The Knowledge Graph Challenge
The most honest section of this document is this one.
Czech public data is massive and structurally fragmented. The full scope required for Mendel’s knowledge base spans e-Sbírka for statutory text, Supreme Court and Constitutional Court repositories for case law, ČNB regulatory archives, ČÚZK cadastral data, and spatial planning documents distributed across more than 1,500 municipal and regional government sites. Millions of URL endpoints, each containing documents with different structure, encoding, and update frequency. The entity graph cannot be built manually at that scale, and it cannot be complete before launch.
The practical answer is lazy graph construction. The entity graph grows from real ingestion and real query traffic. The first time a statute is surfaced by a user query, a node is created. Each subsequent query that activates the same statute strengthens the edges connecting it to the entities retrieved alongside it. After several months of real traffic, the most queried parts of Czech law will be the most densely connected in the graph. That is the retrieval behavior you want: a graph shaped by what users actually need.

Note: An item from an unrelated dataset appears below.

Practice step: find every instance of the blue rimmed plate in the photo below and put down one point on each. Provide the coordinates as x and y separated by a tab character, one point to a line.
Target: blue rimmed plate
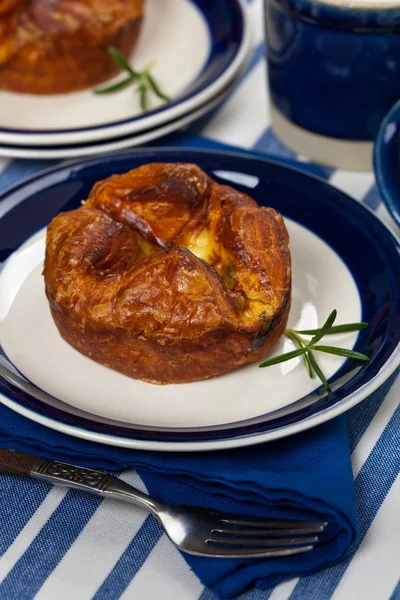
343	258
218	35
387	161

The constraint this creates is that entity extraction quality at ingestion is the architectural bottleneck. A NER pipeline that confuses statute numbers with dates, or misidentifies organizational names, writes noise directly into the entity graph. Noise in the graph degrades retrieval for everything downstream. The engineering priority before scaling ingestion is precision on a controlled sample corpus. Measure extraction precision and recall, tune the pipeline, then scale. Scaling extraction errors is worse than starting with limited coverage.
Where This Is Now
Mendel’s initial release will implement source-grounded generation, explicit uncertainty flagging, and structured retrieval against the domain graph. The full Cognitive RAG pipeline, including the entity graph, hypergraph retrieval, and dual-LLM verification protocol, is in active development in parallel.
This article is a design document, not a research paper. The formal paper, with experimental data on retrieval precision, hallucination rates, and multi-hop query performance on real Czech legal data, will be published after the product ships. What we can say now is what we are building toward and why. Whether the specific implementation choices hold under real query load is what the testing will determine.
The architectural direction is right. Standard RAG retrieves by similarity. Legal reasoning requires relationships. Those are different problems and they need different tools.